Ключник задумчиво задержал на лбу три пальца и, скосив злые глаза на конопатчика, зашипел, будто где-то на каленое железо плюнули:
— Мало тебя вчера лупцевали? Ужо добавку получишь.
И опять зарапортовал, кротко глядя в правый угол:
— Господу нашему Иисусу Христу поклоняемся со святым духом во веки аминь..
Сзади снова раздался топот подкованных сапог. С того конца коридора, от дверей, шел городовой, но не Ларивошка и не Чувылкин, а какой-то другой, похожий на пристанского грузчика, остриженный в кружало и в красной рубахе, заправленной в форменные штаны с кантиками. Еще не доходя до железного стола, городовой позвал ключника:
— Эй, Минеич! Где у тебя воры со Вшивки? В пятой, что ли? Открой.
— А посадить кого? — спросил ключник, докрещиваясь мелкими крестиками.

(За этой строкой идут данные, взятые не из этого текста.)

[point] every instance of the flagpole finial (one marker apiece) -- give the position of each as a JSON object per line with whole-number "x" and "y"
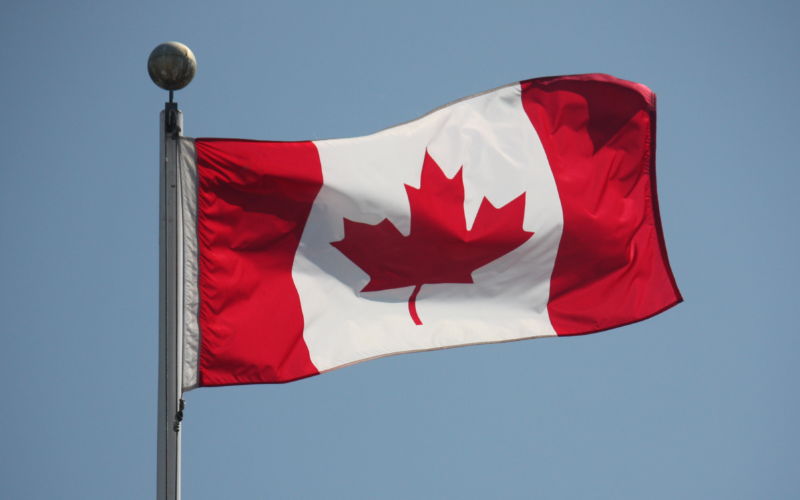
{"x": 171, "y": 66}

— Тех, что Ларивон Иваныч привел.
У Степки заколотилось сердце. Он посмотрел на мать, на Бабая, на Рахимку. Васена стояла сцепив на груди пальцы и низко-низко опустив голову. Бабай, согнувшись, держался трясущейся рукой за край стола, а Рахимка — тот был белый как бумага, совсем потерянный. «Пропали, — подумал Степка, переводя глаза с Рахимки на мать, с матери на Бабая, — пропали, не уйти нам отсюда».
— А этого идола куда? — спросил ключник у городового и кивнул в угол на конопатчика.
— С этим еще подождать надо, мы еще с ним покалякаем.
— Шебаршит он больно много, — проворчал ключник.
Городовой повернулся к узлам:
— Эй, голубь сизокрылый, где ты там?
Конопатчик не сразу отозвался.
— Это ты шебаршишь тут? — спросил городовой, шагнув в угол.
— Я. А это ты меня давеча раскровянил?
— Не отказываюсь, я.
— Ладно. Скоро все наружу выйдет. За все рассчитаемся.
— Это кто же с кем же?
— Да хоть я с тобой.
Городовой тряхнул волосами, шагнул в угол и изо всей силы огрел конопатчика по уху. Так огрел, что даже под сводами отдалось.
— Получи! И вам то же будет, — сказал городовой, показывая кулак Васене и Бабаю.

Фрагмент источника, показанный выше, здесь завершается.